THE CHANCELLOR OF THE EXCHEQUER

said, it would be inconvenient, on account of the other orders, to adjourn the House, but he hoped that the debate, in which several hon. Gentlemen wished to take part, would be postponed till a more fitting occasion.

MR. HORSMAN

said, the general understanding was that opposed Bills should not be taken after midnight; it was now nearly 2 o'clock, and Mr. Speaker would have to take the chair at 12 o'clock for the morning sitting.

VISCOUNT GALWAY

said, that the hon. Member for Staffordshire had stated early in the evening that he would proceed with the second reading that night, early or late; and no objection had been taken to that arrangement.
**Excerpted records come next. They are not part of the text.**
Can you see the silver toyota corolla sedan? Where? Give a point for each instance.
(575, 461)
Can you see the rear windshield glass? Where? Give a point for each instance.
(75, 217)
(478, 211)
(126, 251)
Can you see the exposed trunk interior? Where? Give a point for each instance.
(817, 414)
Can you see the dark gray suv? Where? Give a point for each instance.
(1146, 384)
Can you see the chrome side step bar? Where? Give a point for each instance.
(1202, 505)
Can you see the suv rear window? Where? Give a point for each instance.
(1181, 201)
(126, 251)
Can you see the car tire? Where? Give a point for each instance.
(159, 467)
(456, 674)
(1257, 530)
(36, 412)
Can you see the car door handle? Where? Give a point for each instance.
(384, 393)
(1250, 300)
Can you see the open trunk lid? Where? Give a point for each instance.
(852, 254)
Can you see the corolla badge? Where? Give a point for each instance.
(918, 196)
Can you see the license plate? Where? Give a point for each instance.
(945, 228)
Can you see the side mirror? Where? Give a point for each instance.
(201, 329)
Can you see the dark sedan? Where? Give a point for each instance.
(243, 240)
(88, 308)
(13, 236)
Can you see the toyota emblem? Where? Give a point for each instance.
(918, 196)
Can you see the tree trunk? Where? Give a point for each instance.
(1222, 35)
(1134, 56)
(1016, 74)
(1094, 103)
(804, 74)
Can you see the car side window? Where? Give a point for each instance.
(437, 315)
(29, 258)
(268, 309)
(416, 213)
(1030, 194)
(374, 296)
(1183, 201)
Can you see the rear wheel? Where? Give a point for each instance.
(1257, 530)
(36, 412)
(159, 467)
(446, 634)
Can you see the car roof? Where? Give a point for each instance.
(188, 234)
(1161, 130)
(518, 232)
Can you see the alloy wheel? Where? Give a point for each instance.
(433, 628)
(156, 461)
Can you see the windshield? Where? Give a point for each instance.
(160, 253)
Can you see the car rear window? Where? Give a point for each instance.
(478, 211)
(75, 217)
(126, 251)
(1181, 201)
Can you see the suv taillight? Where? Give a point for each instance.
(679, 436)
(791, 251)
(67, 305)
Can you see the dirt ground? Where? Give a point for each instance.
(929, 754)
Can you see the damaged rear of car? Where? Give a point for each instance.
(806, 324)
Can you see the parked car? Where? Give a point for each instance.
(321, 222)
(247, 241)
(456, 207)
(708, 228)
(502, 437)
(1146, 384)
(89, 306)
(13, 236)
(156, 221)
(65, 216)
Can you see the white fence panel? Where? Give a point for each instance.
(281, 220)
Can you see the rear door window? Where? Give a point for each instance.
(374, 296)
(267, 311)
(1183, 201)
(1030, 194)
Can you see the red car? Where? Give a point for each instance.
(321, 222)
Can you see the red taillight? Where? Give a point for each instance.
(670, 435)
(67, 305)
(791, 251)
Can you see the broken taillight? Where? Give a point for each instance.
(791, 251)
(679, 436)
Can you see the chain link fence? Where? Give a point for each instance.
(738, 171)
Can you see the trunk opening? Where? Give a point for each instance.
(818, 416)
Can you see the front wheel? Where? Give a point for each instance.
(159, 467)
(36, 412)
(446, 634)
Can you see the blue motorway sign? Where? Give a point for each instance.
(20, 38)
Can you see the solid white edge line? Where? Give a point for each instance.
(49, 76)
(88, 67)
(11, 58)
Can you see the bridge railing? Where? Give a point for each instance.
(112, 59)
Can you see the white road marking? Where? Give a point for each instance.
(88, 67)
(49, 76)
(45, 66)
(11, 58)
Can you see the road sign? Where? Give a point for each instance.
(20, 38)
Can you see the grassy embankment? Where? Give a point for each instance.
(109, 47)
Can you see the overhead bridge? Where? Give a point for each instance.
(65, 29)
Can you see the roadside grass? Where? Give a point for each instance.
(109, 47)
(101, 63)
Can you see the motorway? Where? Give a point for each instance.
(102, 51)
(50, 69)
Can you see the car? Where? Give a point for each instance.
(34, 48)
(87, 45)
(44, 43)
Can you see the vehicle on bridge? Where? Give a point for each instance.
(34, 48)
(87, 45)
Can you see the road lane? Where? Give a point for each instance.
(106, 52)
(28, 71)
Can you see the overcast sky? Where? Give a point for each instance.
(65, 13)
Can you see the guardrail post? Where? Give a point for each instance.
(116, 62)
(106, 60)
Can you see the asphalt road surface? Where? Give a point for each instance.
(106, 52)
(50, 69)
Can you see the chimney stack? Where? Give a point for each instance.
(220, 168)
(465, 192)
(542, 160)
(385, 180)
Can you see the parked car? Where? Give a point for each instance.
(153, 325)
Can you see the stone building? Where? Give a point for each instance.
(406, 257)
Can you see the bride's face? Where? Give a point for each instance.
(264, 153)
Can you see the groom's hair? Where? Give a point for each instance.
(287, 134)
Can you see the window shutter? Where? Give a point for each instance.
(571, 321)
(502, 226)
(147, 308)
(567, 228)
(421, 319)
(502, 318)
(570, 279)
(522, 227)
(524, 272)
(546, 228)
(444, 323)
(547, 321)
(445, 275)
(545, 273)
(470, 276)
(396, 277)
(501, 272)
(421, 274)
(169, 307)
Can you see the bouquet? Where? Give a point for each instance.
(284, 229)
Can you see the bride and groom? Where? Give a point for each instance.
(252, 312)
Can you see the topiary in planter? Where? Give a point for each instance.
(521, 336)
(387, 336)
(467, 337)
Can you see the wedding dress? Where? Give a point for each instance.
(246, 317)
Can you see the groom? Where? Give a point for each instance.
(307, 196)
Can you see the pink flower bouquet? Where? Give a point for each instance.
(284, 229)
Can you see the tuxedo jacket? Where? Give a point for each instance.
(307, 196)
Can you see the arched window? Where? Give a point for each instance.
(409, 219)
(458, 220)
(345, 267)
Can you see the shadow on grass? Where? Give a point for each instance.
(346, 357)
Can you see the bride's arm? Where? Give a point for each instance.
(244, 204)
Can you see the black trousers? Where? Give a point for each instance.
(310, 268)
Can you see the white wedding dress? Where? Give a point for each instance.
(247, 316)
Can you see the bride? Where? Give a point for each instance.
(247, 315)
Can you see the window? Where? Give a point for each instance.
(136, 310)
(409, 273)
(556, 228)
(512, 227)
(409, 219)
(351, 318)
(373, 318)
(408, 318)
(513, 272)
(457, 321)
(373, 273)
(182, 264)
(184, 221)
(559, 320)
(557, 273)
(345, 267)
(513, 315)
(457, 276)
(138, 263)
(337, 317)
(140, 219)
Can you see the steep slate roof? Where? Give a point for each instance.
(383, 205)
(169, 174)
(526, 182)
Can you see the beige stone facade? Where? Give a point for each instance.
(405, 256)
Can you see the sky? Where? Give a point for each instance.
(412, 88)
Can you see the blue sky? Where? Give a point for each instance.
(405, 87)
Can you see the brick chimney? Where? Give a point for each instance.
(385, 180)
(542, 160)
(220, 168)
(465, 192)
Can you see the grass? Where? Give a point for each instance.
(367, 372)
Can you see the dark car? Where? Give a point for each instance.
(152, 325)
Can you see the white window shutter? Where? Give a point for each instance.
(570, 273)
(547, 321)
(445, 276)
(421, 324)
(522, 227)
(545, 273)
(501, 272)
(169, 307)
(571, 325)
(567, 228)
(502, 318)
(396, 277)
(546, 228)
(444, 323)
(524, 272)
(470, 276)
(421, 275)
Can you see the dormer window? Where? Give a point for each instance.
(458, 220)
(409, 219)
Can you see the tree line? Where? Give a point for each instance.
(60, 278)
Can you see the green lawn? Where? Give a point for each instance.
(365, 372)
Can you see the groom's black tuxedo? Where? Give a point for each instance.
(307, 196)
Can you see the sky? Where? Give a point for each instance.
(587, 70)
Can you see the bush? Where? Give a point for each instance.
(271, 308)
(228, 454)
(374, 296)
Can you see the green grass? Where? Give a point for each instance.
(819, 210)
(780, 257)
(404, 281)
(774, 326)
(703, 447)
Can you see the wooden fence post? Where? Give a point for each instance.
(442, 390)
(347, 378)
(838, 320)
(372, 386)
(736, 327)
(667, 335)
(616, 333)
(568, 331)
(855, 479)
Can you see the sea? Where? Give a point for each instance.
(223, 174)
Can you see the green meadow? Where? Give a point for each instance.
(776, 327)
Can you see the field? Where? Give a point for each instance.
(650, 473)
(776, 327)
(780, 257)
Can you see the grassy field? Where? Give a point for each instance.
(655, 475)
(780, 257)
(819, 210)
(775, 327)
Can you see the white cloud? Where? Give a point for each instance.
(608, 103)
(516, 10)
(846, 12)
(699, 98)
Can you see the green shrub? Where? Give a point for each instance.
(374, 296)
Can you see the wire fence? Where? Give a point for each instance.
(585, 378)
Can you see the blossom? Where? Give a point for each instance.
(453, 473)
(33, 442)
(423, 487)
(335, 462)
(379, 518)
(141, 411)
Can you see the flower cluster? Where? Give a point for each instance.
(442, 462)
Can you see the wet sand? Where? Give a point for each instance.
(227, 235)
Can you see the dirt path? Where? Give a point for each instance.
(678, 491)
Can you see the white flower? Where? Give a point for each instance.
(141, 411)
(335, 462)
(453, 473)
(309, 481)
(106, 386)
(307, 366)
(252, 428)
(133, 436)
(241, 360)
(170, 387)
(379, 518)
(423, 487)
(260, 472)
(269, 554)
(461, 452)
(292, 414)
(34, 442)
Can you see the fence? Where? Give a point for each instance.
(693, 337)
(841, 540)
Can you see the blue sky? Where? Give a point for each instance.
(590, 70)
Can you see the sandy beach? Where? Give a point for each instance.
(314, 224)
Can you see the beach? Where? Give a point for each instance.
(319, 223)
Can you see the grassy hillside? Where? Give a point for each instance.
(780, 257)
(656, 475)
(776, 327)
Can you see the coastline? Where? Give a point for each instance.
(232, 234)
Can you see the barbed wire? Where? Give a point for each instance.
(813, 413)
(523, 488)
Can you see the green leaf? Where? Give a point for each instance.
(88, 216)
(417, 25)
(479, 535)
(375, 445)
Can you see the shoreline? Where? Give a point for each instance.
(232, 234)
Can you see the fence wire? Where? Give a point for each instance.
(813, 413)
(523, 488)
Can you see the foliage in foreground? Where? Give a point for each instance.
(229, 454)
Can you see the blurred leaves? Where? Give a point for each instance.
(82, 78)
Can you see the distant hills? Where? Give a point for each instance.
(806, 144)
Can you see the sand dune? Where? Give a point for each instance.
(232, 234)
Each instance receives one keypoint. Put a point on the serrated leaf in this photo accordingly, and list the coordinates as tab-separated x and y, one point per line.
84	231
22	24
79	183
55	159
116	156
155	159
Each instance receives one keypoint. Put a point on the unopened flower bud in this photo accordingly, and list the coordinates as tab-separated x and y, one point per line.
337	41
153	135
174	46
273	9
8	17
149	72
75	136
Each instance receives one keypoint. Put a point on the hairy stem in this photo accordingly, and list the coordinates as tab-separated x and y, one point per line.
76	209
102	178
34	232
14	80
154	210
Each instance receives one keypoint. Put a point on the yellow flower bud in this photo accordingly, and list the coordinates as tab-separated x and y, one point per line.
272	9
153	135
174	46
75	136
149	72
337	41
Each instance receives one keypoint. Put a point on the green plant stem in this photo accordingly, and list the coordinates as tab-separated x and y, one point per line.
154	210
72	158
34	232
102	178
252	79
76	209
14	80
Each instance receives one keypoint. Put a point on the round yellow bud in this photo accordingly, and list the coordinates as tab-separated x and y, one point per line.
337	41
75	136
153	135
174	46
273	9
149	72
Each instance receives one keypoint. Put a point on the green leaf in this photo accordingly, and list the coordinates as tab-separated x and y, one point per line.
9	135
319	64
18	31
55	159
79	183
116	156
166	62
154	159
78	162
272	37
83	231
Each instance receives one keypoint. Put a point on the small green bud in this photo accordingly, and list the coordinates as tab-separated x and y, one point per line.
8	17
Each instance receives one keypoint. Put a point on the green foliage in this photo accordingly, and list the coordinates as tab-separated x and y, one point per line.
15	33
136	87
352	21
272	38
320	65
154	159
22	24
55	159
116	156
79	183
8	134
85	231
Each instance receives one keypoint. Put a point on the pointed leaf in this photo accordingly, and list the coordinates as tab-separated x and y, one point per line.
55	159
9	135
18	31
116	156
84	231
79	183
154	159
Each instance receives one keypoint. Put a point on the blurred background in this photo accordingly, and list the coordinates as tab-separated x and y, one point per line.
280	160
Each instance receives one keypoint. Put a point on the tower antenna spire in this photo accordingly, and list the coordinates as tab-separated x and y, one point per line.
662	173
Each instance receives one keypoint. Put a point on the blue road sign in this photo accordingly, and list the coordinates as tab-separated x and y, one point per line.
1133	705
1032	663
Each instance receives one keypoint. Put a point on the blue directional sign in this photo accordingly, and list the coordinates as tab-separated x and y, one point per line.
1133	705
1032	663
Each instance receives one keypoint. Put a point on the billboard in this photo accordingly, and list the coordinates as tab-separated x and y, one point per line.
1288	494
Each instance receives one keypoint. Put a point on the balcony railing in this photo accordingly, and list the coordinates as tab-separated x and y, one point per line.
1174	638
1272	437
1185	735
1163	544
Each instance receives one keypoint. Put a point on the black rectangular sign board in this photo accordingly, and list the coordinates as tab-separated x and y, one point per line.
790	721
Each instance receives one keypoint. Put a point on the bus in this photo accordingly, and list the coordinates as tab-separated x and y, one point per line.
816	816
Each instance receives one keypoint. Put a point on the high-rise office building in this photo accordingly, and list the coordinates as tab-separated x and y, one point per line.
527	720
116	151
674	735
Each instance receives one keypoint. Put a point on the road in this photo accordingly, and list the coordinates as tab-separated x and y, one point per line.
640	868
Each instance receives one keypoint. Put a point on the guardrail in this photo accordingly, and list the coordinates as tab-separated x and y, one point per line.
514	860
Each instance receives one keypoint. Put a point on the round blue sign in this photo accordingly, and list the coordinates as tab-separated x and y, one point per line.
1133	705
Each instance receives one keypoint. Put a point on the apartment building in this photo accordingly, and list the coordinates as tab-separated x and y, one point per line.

It seemed as though the Government were afraid of being put in a minority; and hence this very unfair attempt again to adjourn the debate.

MR. NEWDEGATE

pointed out that private Members had no other time except these late hours to bring forward their Bills.

MR. ALCOCK

said, he wished, as an earnest of his strenuous support of the Bill, to announce his intention of moving in Committee that a sum of £200 should in every case be deposited by agents as a pledge for good faith.

LORD CLAUD HAMILTON

said, that the Bill did not emanate from one side of the House only. Its real author was the senior Member for Finsbury (Mr. Duncombe).

Motion made, and Question "That this House do now adjourn "put, and negatived.

THE SOLICITOR GENERAL

said, he desired to state his objections to the Bill, and to deny that there was any analogy between the provisions of this measure and ordinary legal proceedings. There was no instance at equity in which a legal proceeding merely requiring an answer was required to be verified by affidavit. It was only when some judicial step was to be taken that such a process occurred.

MR. NAPIER

said, a petition against a return was in the nature of an indictment, and the petitioner ought therefore to be compelled to verify his statement on oath.

MR. WYLD

observed, that he had reason to complain of the loose state of the law on this subject. A person presented a petition against his return, but shortly afterwards withdrew it, having first had the confidence to state that his only object was to use the Parliamentary petition machinery as a means of advertising himself as a boot and shoe-maker.

Question, "That the word 'now' stand part of the Question," put, and agreed to.

Main Question put, and agreed to.

Bill read 2°, and committed for Friday.

House adjourned at a quarter after Two o'clock.